Movió sus hilos en la industria y consiguió un acuerdo con Paramount, lo que lo llevaría a trabajar a la par con el jefe del estudio, Robert Evans (El Padrino). El ejecutivo fue enfático en que era crucial que un nombre se sentara en la silla de director: Roman Polanski, entonces en su primera década como cineasta y sin experiencia en Hollywood.

Evans convocó al francés bajo la excusa de hablar sobre la posibilidad de que dirigiera Downhill racer, proyecto que terminaría haciendo Michael Ritchie con Robert Redford como protagonista. Astuto, aprovechó la instancia para mostrarle el libro de Levin y decirle que primero considerara si le interesaba esa idea.

En principio, al director de Repulsión (1965) le pareció que era un “melodrama de cocina para televisión”. En una capa muy superficial, había razones para respaldar ese concepto: los protagonistas, Rosemary y Guy Woodhouse, eran una pareja que estaba esperando a su primer hijo y que se acababa de mudar a un departamento que tenía fama de estar ligado a la brujería y a crímenes. Pero durante la misma noche cambió de opinión. A medida que fue devorando página tras página, se convenció de que estaba ante una historia que podía alinearse con sus inquietudes artísticas.

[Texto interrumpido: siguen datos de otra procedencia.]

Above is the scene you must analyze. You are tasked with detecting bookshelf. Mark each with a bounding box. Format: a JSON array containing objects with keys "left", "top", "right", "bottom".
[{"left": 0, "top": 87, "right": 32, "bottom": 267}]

En algún punto El bebé de Rosemary se podría haber vuelto incluso más personal para Polanski de lo que cuenta la fama de la película. Sharon Tate, entonces su novia, fue considerada para encarnar a la protagonista, pero finalmente se decidieron por el aura delicada que transmitía Mia Farrow, entonces una joven veinteañera que se abría paso en la industria y que acababa de casarse nada menos que con Frank Sinatra.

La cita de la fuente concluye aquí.